I’m not sure what they’ll do with the Cross at St. Peter’s Church on Barclay Street, salvaged from the ruins of the World Trade site after September 11, 2001, but it would be sad to lose the wisdom that mystery offers. We need it.
After Jesus Christ crossed over to the Garden of Gethsemane that Thursday evening centuries ago, he began his hard journey to death by praying in the garden. Jesus faced “the primordial experience of fear, quaking in the face of the power of death, in terror before the abyss of nothingness that makes him tremble to the point that, in Luke’s account, ‘his sweat falls to the ground like drops of blood.’ (Luke 22,44)”

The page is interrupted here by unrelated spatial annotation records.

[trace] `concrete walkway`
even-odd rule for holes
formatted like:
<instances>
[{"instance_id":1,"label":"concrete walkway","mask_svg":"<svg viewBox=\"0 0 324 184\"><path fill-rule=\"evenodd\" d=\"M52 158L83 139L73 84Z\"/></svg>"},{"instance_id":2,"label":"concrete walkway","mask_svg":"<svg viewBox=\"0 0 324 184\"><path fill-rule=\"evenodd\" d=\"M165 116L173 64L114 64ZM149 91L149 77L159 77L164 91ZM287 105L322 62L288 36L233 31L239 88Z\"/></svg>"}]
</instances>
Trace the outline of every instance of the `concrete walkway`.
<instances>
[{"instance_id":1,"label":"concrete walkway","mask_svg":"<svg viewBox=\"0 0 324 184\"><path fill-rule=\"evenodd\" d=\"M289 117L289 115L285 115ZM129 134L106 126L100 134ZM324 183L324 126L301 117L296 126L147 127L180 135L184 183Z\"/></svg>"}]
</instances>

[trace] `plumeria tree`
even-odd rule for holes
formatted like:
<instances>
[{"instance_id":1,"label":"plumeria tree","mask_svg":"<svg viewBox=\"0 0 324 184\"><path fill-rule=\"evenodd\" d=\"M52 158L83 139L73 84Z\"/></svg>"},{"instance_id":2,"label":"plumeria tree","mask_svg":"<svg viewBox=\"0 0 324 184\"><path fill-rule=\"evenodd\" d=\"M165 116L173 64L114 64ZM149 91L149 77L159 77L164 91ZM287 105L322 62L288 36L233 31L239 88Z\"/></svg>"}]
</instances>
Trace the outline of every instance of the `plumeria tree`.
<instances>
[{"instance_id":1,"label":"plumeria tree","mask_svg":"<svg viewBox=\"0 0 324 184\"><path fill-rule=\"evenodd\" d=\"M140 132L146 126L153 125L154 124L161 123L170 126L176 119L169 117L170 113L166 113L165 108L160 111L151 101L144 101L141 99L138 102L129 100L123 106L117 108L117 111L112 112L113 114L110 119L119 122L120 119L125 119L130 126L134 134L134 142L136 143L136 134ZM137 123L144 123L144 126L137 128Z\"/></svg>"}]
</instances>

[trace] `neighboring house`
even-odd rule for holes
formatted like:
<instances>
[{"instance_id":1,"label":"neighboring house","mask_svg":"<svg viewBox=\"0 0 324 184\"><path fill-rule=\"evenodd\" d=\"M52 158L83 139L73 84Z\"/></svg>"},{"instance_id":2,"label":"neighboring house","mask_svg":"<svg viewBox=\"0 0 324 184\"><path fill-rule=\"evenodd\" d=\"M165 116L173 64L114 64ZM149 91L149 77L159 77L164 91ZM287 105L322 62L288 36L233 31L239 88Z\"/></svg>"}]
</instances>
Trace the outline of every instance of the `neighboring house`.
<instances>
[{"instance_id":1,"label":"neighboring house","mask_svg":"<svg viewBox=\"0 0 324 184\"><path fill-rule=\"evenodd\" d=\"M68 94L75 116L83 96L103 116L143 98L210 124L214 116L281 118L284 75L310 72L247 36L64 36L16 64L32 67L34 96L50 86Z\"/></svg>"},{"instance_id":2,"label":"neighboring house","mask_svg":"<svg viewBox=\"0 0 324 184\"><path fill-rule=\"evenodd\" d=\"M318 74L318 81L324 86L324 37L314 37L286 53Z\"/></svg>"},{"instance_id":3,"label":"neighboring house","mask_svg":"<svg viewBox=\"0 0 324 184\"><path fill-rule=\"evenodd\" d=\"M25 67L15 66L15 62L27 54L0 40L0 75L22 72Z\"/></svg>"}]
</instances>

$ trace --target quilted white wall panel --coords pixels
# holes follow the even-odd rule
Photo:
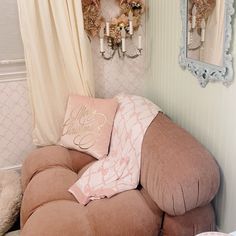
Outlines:
[[[34,148],[26,81],[0,83],[0,168],[21,164]]]

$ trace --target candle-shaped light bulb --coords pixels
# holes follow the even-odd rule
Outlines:
[[[104,38],[104,26],[101,26],[101,29],[99,31],[99,37]]]
[[[110,36],[110,24],[109,24],[109,22],[106,22],[106,36],[107,37]]]
[[[188,45],[191,43],[191,29],[192,29],[192,25],[191,22],[188,21]]]
[[[201,21],[201,41],[205,41],[205,32],[206,32],[206,21],[202,19]]]
[[[133,35],[134,33],[134,28],[133,28],[133,12],[129,12],[129,34]]]
[[[121,30],[122,52],[126,51],[126,48],[125,48],[125,37],[126,37],[126,32],[125,32],[125,28],[123,27],[122,30]]]
[[[142,27],[139,26],[138,29],[138,49],[141,50],[142,49]]]
[[[192,9],[192,28],[196,27],[196,15],[197,15],[197,7],[194,5]]]
[[[101,27],[100,32],[100,52],[104,52],[104,26]]]

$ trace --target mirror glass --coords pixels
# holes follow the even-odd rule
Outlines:
[[[209,81],[232,83],[234,0],[180,0],[182,43],[179,63],[205,87]]]
[[[187,57],[223,66],[225,1],[188,0]]]

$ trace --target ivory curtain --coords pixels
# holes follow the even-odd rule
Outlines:
[[[225,37],[225,1],[216,0],[216,6],[206,25],[206,39],[201,61],[223,66]]]
[[[36,145],[58,142],[69,94],[94,95],[81,0],[18,0]]]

He faced an unnatural death that caused a “ particular horror felt by him who is Life itself before the abyss of the full power of destruction, evil, and enmity with God that is now unleashed upon him, that he now takes directly upon himself, or rather into himself, to the point that he is ‘made to be sin’ ( 2 Cor 5.21)… Because he is the Son, he sees with total clarity the whole foul flood of evil, all the power of lies and pride, all the wiles and cruelty of the evil that masks itself as life yet constantly serves to destroy, debase, and crush life.” (Jesus of Nazareth, Part 2, Benedict XVI)

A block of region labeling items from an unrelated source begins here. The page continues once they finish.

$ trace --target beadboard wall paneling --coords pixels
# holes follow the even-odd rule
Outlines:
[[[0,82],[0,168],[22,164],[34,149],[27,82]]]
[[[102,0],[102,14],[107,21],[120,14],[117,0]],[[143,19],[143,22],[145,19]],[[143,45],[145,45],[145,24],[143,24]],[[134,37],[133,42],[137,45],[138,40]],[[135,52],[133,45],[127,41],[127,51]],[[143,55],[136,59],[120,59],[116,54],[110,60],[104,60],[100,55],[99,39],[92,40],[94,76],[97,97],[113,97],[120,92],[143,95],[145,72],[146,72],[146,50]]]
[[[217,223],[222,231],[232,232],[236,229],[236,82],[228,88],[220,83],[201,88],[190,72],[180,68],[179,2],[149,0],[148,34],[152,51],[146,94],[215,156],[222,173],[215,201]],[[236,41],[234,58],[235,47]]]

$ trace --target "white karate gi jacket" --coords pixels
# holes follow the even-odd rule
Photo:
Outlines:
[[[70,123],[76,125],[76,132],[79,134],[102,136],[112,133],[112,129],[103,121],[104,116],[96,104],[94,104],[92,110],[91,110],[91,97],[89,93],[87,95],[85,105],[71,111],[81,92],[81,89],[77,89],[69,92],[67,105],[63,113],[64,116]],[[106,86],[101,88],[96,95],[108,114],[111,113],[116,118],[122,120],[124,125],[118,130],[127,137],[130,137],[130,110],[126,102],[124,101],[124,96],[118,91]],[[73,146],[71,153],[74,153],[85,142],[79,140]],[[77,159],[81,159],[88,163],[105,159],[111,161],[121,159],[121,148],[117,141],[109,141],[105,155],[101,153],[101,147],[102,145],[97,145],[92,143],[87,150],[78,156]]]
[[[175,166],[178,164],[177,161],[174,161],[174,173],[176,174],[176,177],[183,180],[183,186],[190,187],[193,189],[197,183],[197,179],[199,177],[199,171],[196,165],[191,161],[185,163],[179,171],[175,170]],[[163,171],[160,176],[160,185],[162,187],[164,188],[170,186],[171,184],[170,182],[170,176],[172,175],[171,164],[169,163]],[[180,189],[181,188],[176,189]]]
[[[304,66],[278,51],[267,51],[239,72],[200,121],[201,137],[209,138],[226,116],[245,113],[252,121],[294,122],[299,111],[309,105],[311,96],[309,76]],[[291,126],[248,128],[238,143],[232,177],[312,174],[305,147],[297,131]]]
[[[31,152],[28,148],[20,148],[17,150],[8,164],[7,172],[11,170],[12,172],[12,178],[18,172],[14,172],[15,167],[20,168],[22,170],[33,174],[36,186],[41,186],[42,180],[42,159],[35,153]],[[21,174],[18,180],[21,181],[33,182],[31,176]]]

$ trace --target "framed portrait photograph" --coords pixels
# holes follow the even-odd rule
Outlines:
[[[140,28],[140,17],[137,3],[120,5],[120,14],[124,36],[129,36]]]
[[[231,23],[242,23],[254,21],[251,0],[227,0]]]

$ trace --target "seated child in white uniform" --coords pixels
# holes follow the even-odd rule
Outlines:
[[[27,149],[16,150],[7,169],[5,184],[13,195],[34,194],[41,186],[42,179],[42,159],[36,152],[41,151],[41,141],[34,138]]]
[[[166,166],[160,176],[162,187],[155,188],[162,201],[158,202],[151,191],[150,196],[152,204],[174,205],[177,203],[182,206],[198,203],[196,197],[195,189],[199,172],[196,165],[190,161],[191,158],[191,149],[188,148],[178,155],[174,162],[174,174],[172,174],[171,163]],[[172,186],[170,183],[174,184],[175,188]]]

The World Trade Center Tragedy wasn’t caused by an earthquake, a hurricane, some natural cause. Human beings caused it, just as human beings were responsible for the passion and death of Jesus.
Jesus disciples took up their swords when his enemies came to arrest him in the garden, but he told them, “Put your sword into its place. Those who take up the sword will perish by the sword.” After ten years of wars, in Iraq and Afghanistan and Pakistan, it might be time to put up our swords too.
You can’t fight evil by violence.
We live in a time that has largely forgotten the Passion of Jesus, but it’s still the wisdom and power of God. We shouldn’t put the Cross aside.